My final thought here is that there is considerably more work to do around understanding the role of these artistic processes in relation to the work of teaching as well as the work of learning. Run through the list again and think of it in terms of teaching-composition, improvisation, practice, performance, interpretation, critique. My colleague, Joe Walters, in a recent conversation about teaching and improvisation, commented that improvisation in music is heavily dependent on extensive practice. But, he pointed out, teaching is like surgery...there aren't many ways to really practice it...it's all performance and, in a sense, all improvisation.

Okay, to close I want to say that, in spite of evidence of the contrary, I am not pessimistic about the world or about the progress of our educational practices.

So, I'd like to close with a joke...and I hope I get this right...You'll be relieved to know that I didn't write this one.

What's the difference between a Jewish pessimist and a Jewish optimist?
A Jewish pessimist believes things can't get worse.

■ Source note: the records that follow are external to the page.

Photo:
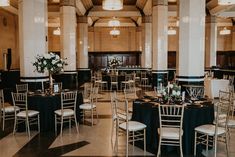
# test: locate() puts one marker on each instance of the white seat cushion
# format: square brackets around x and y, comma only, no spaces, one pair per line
[66,112]
[133,126]
[10,109]
[210,129]
[87,106]
[31,113]
[170,133]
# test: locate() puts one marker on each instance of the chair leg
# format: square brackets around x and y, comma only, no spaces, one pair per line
[38,123]
[55,124]
[159,147]
[195,144]
[61,124]
[144,142]
[76,123]
[3,122]
[27,123]
[91,117]
[181,150]
[14,129]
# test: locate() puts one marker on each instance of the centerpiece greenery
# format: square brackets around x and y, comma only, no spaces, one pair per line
[51,63]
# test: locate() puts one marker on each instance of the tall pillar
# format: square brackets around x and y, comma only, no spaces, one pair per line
[160,41]
[82,48]
[233,37]
[146,57]
[190,66]
[68,24]
[32,37]
[211,42]
[68,33]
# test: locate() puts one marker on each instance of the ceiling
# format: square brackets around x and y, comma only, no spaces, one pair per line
[131,14]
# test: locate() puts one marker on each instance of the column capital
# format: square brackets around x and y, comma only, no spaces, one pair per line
[82,19]
[159,2]
[211,19]
[147,19]
[67,3]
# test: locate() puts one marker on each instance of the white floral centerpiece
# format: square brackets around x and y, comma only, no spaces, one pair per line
[172,92]
[113,63]
[51,63]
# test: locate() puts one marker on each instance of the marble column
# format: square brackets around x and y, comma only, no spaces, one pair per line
[32,38]
[190,66]
[82,48]
[146,56]
[160,42]
[211,41]
[68,24]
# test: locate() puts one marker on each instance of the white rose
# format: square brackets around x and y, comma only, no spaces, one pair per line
[47,56]
[57,57]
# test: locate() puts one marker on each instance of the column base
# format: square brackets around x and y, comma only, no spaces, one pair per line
[159,76]
[84,75]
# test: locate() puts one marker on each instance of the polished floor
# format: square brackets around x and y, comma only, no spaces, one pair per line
[91,141]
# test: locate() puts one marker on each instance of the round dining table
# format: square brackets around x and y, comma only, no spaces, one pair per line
[194,115]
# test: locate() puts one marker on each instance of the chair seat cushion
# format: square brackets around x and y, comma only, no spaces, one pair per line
[210,129]
[170,133]
[133,126]
[10,109]
[31,113]
[66,112]
[87,106]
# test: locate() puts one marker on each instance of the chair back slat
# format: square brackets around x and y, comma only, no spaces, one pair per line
[68,100]
[20,88]
[171,115]
[20,100]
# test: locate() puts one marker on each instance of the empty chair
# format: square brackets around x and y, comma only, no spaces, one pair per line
[29,117]
[126,84]
[171,121]
[134,131]
[114,82]
[7,110]
[90,107]
[209,134]
[67,111]
[20,88]
[143,79]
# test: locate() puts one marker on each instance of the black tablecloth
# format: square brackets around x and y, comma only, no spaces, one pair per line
[46,105]
[194,116]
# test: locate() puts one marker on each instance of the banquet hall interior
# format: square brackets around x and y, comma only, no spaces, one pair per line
[117,78]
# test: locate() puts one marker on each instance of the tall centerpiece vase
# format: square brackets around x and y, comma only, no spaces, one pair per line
[50,84]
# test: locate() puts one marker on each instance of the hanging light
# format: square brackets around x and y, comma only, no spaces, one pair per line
[56,31]
[112,4]
[114,23]
[4,3]
[225,31]
[115,32]
[226,2]
[171,31]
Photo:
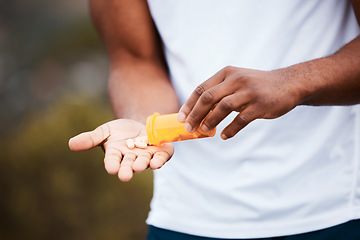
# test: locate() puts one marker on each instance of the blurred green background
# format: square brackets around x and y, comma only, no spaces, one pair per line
[53,80]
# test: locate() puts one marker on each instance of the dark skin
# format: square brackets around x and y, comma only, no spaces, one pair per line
[139,86]
[332,80]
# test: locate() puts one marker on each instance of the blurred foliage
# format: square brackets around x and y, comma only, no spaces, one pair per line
[50,192]
[53,73]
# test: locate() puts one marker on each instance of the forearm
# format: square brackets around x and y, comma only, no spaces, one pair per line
[139,89]
[139,83]
[332,80]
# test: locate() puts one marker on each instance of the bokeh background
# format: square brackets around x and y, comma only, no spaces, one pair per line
[53,85]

And a Jewish optimist? A Jewish optimist believes that of course they can.

Well, I'm Jewish. And, as I said, I'm an optimist. I know that because I remain an educator in love with my work. So, I'm not sure where that leaves me.

But I do resonate with Emily Dickinson who wrote a number of times, in her poems, about hope. I'm sure many of you know this fragment from Poem #32:
HOPE is the thing with feathers
That perches on the soul,
And sings the tune without the words,
And never stops at all.

Thank you very much for your kind attention.